BGH, Beschluss vom 21. Mai 2019 - VI ZR 54/18

16.07.2019

BUNDESGERICHTSHOF

vom

21. Mai 2019

in dem Rechtsstreit


Nachschlagewerk: ja


BGHZ: nein

BGHR: ja


ZPO § 285 Abs. 1, § 296a; ZPO § 544 Abs. 7; GG Art. 103 Abs. 1


Zur Verletzung rechtlichen Gehörs durch Übergehen von Parteivortrag in einem zum Zwecke der Beweiswürdigung nach Beweisaufnahme nachgelassenen Schriftsatz.


BGH, Beschluss vom 21. Mai 2019 - VI ZR 54/18 - OLG Frankfurt am Main, LG Frankfurt am Main


Der VI. Zivilsenat des Bundesgerichtshofs hat am 21. Mai 2019 durch die Richterin am Bundesgerichtshof von Pentz als Vorsitzende, die Richterinnen

Dr. Oehler und Müller, die Richter Dr. Klein und Böhm

beschlossen:

Auf die Nichtzulassungsbeschwerde der Kläger wird das Urteil des 8. Zivilsenats des Oberlandesgerichts Frankfurt am Main vom 12. Dezember 2017 aufgehoben.
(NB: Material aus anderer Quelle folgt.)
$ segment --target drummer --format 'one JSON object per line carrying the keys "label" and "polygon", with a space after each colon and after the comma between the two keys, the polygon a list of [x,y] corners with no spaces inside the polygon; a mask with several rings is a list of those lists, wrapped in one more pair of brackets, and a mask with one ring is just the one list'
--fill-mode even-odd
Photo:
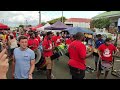
{"label": "drummer", "polygon": [[57,32],[56,33],[56,36],[54,37],[54,45],[57,47],[61,44],[61,36],[60,36],[60,33]]}
{"label": "drummer", "polygon": [[47,79],[51,79],[51,73],[52,73],[52,67],[53,67],[53,61],[51,60],[51,56],[53,55],[53,46],[52,46],[52,32],[47,32],[47,36],[44,38],[42,46],[43,46],[43,56],[46,60],[46,74]]}
{"label": "drummer", "polygon": [[20,47],[14,50],[12,78],[32,79],[32,73],[35,68],[35,53],[27,48],[28,40],[26,36],[20,36],[18,41]]}
{"label": "drummer", "polygon": [[95,49],[94,49],[94,58],[95,58],[95,70],[97,70],[97,63],[99,59],[97,48],[104,43],[104,40],[102,39],[102,35],[97,35],[97,40],[95,40]]}

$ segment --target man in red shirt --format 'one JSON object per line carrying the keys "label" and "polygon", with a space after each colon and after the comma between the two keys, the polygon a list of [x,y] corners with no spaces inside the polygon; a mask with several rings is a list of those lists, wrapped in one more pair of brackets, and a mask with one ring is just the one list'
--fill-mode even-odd
{"label": "man in red shirt", "polygon": [[56,33],[57,36],[54,37],[54,44],[55,46],[59,46],[61,44],[61,36],[59,35],[59,32]]}
{"label": "man in red shirt", "polygon": [[53,55],[53,47],[52,47],[52,32],[47,32],[47,36],[44,38],[44,41],[42,43],[43,46],[43,56],[46,60],[46,66],[47,66],[47,79],[51,79],[51,72],[52,72],[52,66],[53,61],[51,60],[51,56]]}
{"label": "man in red shirt", "polygon": [[37,31],[35,32],[35,39],[37,39],[39,44],[40,44],[41,40],[40,40],[40,37],[38,36],[38,32]]}
{"label": "man in red shirt", "polygon": [[85,59],[92,55],[91,53],[86,55],[86,46],[82,43],[84,40],[84,34],[78,32],[76,34],[76,40],[73,41],[68,48],[70,60],[68,62],[72,79],[83,79],[85,77],[86,62]]}
{"label": "man in red shirt", "polygon": [[30,34],[30,38],[28,40],[28,47],[35,52],[35,55],[36,55],[35,63],[38,63],[41,58],[41,53],[40,53],[40,50],[38,49],[39,41],[35,38],[35,34],[33,32],[31,32]]}
{"label": "man in red shirt", "polygon": [[98,48],[98,54],[100,57],[101,62],[99,63],[99,70],[97,73],[97,78],[99,79],[101,70],[105,70],[104,79],[107,78],[108,72],[112,67],[113,61],[113,53],[116,51],[117,48],[111,43],[111,39],[107,38],[105,43],[100,45]]}
{"label": "man in red shirt", "polygon": [[66,38],[65,44],[66,44],[67,46],[69,46],[69,45],[72,43],[72,41],[73,41],[73,37],[72,37],[72,35],[70,35],[70,37]]}

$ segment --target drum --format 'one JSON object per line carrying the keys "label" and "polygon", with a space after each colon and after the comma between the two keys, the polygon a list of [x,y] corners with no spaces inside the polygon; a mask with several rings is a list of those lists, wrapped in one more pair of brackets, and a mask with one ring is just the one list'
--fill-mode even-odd
{"label": "drum", "polygon": [[43,56],[41,56],[41,59],[39,62],[35,65],[38,70],[46,70],[46,60]]}
{"label": "drum", "polygon": [[68,52],[67,46],[65,44],[61,44],[57,47],[58,52],[60,52],[61,56],[65,55]]}
{"label": "drum", "polygon": [[35,50],[34,52],[35,52],[35,64],[37,64],[41,59],[41,52],[39,49]]}

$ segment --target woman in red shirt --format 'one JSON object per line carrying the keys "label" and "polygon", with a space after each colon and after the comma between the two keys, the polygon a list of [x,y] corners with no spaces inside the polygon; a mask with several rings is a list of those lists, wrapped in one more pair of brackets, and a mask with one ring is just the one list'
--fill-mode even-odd
{"label": "woman in red shirt", "polygon": [[108,72],[112,67],[113,61],[113,53],[116,51],[116,47],[111,43],[111,39],[107,38],[105,43],[100,45],[98,48],[98,54],[101,59],[99,63],[99,70],[97,73],[97,79],[99,79],[100,73],[102,69],[105,69],[105,76],[104,79],[107,78]]}
{"label": "woman in red shirt", "polygon": [[51,56],[53,55],[53,47],[52,47],[52,41],[51,41],[52,33],[47,32],[47,36],[44,38],[42,46],[43,46],[43,56],[46,60],[46,74],[47,79],[51,79],[51,73],[52,73],[52,67],[53,67],[53,61],[51,60]]}
{"label": "woman in red shirt", "polygon": [[73,41],[68,48],[70,60],[68,62],[72,79],[83,79],[85,77],[86,62],[85,59],[92,55],[86,54],[86,46],[82,43],[84,34],[78,32],[76,34],[76,40]]}

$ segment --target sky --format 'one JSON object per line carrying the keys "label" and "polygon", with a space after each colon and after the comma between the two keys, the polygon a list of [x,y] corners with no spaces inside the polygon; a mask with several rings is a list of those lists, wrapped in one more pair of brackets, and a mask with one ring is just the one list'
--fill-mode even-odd
{"label": "sky", "polygon": [[[32,26],[39,24],[39,11],[0,11],[0,23],[7,24],[10,27],[20,24],[29,24]],[[63,11],[63,16],[69,18],[89,18],[103,13],[105,11]],[[46,22],[62,16],[62,11],[41,11],[41,21]]]}

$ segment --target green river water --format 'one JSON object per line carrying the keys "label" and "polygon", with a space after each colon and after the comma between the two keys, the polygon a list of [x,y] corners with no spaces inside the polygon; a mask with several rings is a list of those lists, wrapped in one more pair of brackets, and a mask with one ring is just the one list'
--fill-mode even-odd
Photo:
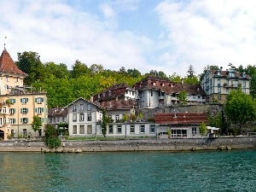
{"label": "green river water", "polygon": [[0,191],[256,191],[256,150],[0,153]]}

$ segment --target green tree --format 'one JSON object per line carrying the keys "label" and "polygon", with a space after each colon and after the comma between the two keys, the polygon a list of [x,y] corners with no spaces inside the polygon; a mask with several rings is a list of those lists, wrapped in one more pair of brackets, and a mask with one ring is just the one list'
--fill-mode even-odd
{"label": "green tree", "polygon": [[177,95],[177,99],[181,102],[181,104],[187,104],[188,102],[188,93],[186,90],[182,90]]}
{"label": "green tree", "polygon": [[204,136],[204,135],[206,135],[207,131],[207,125],[204,122],[202,122],[199,125],[199,131],[202,136]]}
{"label": "green tree", "polygon": [[45,125],[44,143],[50,148],[61,146],[61,139],[58,137],[57,130],[51,125]]}
{"label": "green tree", "polygon": [[241,134],[241,125],[255,119],[255,102],[250,95],[243,93],[241,89],[230,91],[226,98],[225,113],[235,128],[239,127]]}
{"label": "green tree", "polygon": [[28,74],[24,79],[25,84],[32,84],[38,79],[43,80],[44,79],[44,66],[40,61],[39,55],[36,52],[18,53],[16,65],[21,71]]}
{"label": "green tree", "polygon": [[40,117],[38,115],[34,115],[31,125],[32,125],[32,129],[35,131],[36,134],[36,132],[38,131],[42,126],[42,121]]}
{"label": "green tree", "polygon": [[108,123],[108,117],[107,117],[107,112],[106,109],[103,110],[102,112],[102,135],[105,137],[107,134],[107,123]]}

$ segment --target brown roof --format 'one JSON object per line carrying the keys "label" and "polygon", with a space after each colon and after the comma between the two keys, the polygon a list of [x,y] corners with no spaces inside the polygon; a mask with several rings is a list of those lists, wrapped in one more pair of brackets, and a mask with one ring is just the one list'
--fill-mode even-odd
{"label": "brown roof", "polygon": [[[215,75],[217,75],[218,71],[219,71],[219,70],[209,70],[209,72],[211,73],[215,74]],[[235,77],[230,77],[230,76],[229,76],[229,72],[230,72],[229,70],[219,71],[219,72],[220,72],[220,73],[219,73],[220,75],[216,76],[218,78],[222,77],[222,78],[232,78],[232,79],[235,78],[235,79],[250,79],[250,76],[248,74],[244,73],[234,71],[235,73],[236,73]],[[245,74],[245,76],[243,76],[243,74]]]}
{"label": "brown roof", "polygon": [[27,76],[26,73],[18,68],[5,49],[0,56],[0,72]]}
{"label": "brown roof", "polygon": [[49,108],[48,110],[49,117],[55,117],[55,116],[66,117],[67,113],[68,113],[67,109],[64,109],[63,108]]}
{"label": "brown roof", "polygon": [[152,89],[160,90],[167,94],[179,93],[182,90],[186,90],[187,93],[191,95],[206,96],[205,91],[201,89],[200,84],[188,84],[182,83],[175,83],[166,80],[160,77],[148,77],[135,84],[135,89]]}
{"label": "brown roof", "polygon": [[96,102],[98,105],[102,106],[107,109],[125,109],[134,108],[137,104],[135,100],[127,101],[106,101],[102,102]]}
{"label": "brown roof", "polygon": [[[125,96],[126,89],[131,89],[125,83],[114,84],[102,92],[98,93],[93,96],[93,101],[110,100],[119,96]],[[100,97],[98,97],[100,96]]]}
{"label": "brown roof", "polygon": [[155,123],[162,125],[199,125],[209,124],[206,113],[154,113]]}

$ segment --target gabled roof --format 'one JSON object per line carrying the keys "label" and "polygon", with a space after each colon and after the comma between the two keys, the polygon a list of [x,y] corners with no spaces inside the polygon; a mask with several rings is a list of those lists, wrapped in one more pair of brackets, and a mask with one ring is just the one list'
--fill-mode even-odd
{"label": "gabled roof", "polygon": [[135,100],[127,101],[106,101],[102,102],[96,102],[98,105],[102,106],[108,109],[127,109],[134,108],[137,104]]}
{"label": "gabled roof", "polygon": [[4,49],[0,56],[0,73],[9,73],[23,76],[27,76],[26,73],[18,68],[13,59],[10,57],[8,51]]}
{"label": "gabled roof", "polygon": [[119,96],[125,96],[127,89],[131,90],[132,88],[125,83],[114,84],[108,88],[107,90],[95,95],[93,96],[93,101],[104,101]]}
{"label": "gabled roof", "polygon": [[155,123],[161,125],[209,124],[207,116],[204,113],[156,113],[154,117]]}
{"label": "gabled roof", "polygon": [[69,103],[67,106],[66,106],[64,108],[67,108],[69,106],[74,104],[74,103],[75,103],[77,101],[79,101],[79,100],[83,100],[83,101],[87,102],[89,102],[89,103],[90,103],[90,104],[92,104],[92,105],[95,105],[96,107],[97,107],[97,108],[99,108],[104,109],[104,108],[102,107],[102,106],[100,106],[100,105],[98,105],[98,103],[96,103],[96,102],[90,102],[90,101],[89,101],[89,100],[87,100],[87,99],[84,99],[84,98],[83,98],[83,97],[79,97],[79,98],[76,99],[75,101],[73,101],[73,102],[71,102],[71,103]]}
{"label": "gabled roof", "polygon": [[205,91],[199,84],[188,84],[166,80],[160,77],[148,77],[135,84],[135,89],[138,90],[159,90],[167,94],[179,93],[186,90],[190,95],[206,96]]}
Die Sache wird zur neuen Verhandlung und Entscheidung, auch über die Kosten der Nichtzulassungsbeschwerde, an das Berufungsgericht zurückverwiesen.

Streitwert: bis 350.000 €

Gründe:

[1] I. Die Kläger machen gegen die beklagten Ärzte in ursprünglich drei, beim Berufungsgericht verbundenen Verfahren aus eigenem und ererbtem Recht Schmerzensgeld- und Schadensersatzansprüche im Zusammenhang mit der Behandlung ihres verstorbenen Vaters geltend. Der Beklagte zu 1 ist Leiter des cardiovaskulären Centrums in F. (CVC), die Beklagte zu 2 war dort als Ärztin angestellt. Der Vater der Kläger, der Allgemeinarzt Dr. K., stellte sich wegen Herzrhythmusstörungen und der Besorgnis eines drohenden Herzkranzgefäßverschlusses im CVC vor. Am 14. September 2009 wurden bei ihm eine Herzkatheteruntersuchung mit einer sogenannten PTCA (perkutane transluminale Koronarangioplastie) vorgenommen, die rechte Koronararterie erweitert und mit einem Stent versorgt. Am 29. September 2009 leitete Dr. K. eigenständig wegen zunehmender Schwellung seiner Unterschenkel eine antibiotische und antidiuretische Behandlung ein. Er stellte sich am 8. Oktober 2009 wegen zunehmender Ödeme seiner Beine erneut im CVC vor. Behandelt wurde er durch die Beklagte zu 2, die u.a. folgenden Untersuchungsbefund erhob: "Deutliche trophische Störungen beidseits, Wunden am Digitus 1 links sowie oberflächlich medial rechts, ..., deutliche rötlich-livide Verfärbung, ... Unterschenkelödeme beidseits". Im Arztbrief anlässlich dieser Untersuchung wurde aufgrund der "Dopplerverschlussdrücke hochgradiger Verdacht auf arterielle Verschlusserkrankung" festgehalten. Am 20./21. Oktober 2009 hielt sich der Patient zur Kardioversion erneut im CVC auf. Eine für den 28. Oktober 2009 geplante Behandlung der arteriellen Verschlusskrankheit mittels PTA (perkutaner transluminaler Angioplastie) sagte er aufgrund einer Erkrankung ab. Ab dem 23. Oktober 2009 nahm er selbst Wundabstriche von seinen Beinen ab. In Abhängigkeit von den mikrobiologischen Befunden wechselte er mehrmals das Antibiotikum. Unter anderem wurde mehrfach ein multiresistenter Stenotrophomonas maltophilia nachgewiesen. Im Januar 2010 verstarb Herr Dr. K.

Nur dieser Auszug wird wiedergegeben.